Filtering the Net
Over the last several years many attempts have been made to put a limit on what can be viewed on the Internet. In 1996, it was the Communications Decency Act and in 1999 the Child Online Protection Act. Both were shot down because they were said to violate the first amendment right to free speech. Should the government have the right to limit what children view on the Internet? The government does this in places like schools and libraries.
Filtering the Internet has become commonplace in most schools and libraries. Internet filters are software that puts restrictions on what can be viewed by using a vocabulary list. If a word on a website is in this list than the filter kicks in and the site cannot be seen. This has caught the eye of many different groups of people, such as the Family Research Council. This is what the Family Research Council has to say about Internet filters “software that filters out objectionable Internet content will save public libraries from becoming sex havens where children and adults routinely go for pornography”.
Then there are groups with totally opposite views, such as the Gay and Lesbian Alliance against Defamation. When asked about Internet filters they said “filters are imperfect and can harm children by creating a false sense of security and censoring some important information”. The alliance just feels that if you deny children access to certain things, it will hurt them in the long run. Some teachers in New York City are also against the Internet filters because they said the filters would not allow access to many educational sites. There are also people who think the Internet filters are just a violation of free speech.
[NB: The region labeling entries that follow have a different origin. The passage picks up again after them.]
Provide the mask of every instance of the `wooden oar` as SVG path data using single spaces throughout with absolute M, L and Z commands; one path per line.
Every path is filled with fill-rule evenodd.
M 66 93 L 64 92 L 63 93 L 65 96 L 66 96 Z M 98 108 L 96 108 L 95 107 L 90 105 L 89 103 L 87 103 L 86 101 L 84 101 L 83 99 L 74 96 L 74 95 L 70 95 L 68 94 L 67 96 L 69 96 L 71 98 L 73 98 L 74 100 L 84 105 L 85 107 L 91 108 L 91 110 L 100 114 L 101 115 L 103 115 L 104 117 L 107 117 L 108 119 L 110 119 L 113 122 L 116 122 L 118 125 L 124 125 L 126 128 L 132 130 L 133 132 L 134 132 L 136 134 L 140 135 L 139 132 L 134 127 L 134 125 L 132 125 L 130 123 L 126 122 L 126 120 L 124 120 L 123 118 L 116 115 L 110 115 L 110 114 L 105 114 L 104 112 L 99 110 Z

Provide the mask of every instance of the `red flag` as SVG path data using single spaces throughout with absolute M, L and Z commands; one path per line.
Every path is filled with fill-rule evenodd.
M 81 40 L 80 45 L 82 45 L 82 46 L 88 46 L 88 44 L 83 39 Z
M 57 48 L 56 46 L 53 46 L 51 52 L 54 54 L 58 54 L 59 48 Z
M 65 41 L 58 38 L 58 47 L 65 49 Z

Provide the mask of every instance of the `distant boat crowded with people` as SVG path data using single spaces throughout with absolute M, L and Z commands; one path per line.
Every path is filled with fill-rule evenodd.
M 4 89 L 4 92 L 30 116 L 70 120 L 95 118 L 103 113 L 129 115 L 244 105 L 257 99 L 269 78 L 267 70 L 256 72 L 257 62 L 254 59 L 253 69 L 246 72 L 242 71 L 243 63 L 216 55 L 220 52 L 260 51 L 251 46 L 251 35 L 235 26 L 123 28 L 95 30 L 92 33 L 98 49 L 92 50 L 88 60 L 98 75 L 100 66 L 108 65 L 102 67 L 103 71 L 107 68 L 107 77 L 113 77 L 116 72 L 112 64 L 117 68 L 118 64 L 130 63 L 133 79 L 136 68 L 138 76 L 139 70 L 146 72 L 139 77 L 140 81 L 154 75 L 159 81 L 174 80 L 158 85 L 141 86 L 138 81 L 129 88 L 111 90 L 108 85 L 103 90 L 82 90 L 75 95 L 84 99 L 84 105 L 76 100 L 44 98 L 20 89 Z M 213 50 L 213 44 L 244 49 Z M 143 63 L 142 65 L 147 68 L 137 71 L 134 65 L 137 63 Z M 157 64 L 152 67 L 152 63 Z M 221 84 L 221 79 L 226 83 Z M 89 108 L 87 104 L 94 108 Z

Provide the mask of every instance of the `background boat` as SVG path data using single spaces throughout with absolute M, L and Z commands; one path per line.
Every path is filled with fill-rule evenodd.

Most people think that libraries and librarians were the ones that brought about these filters, but that is just not true. The American Library Association released this statement on internet filters “it does not endorse the use of filtering software in public libraries for one simple reason: research has shown the filters block up to 40% of web sites with valuable and useful information”. This has to be the most important statistic that deals with Internet filters. To take away access to almost half of the information available is just plain dumb. In addition to this, the filters do not filter chatrooms or e-mails so it does not really protect children.
In conclusion, the Internet filters are looked at by some people as mandatory and by others a violation of free speech. Should our public computers be made to have these Internet filters? The Family Research Council says yes, “if you get public funds, then you’re going to have to have a filtering system—period—for the greater public good”. I find this ridiculous because they know it blocks out 40% of the information, but they use these filters anyway. In the long run the government thinks they will be helping children by denying them access, but really what they are doing is denying them an education.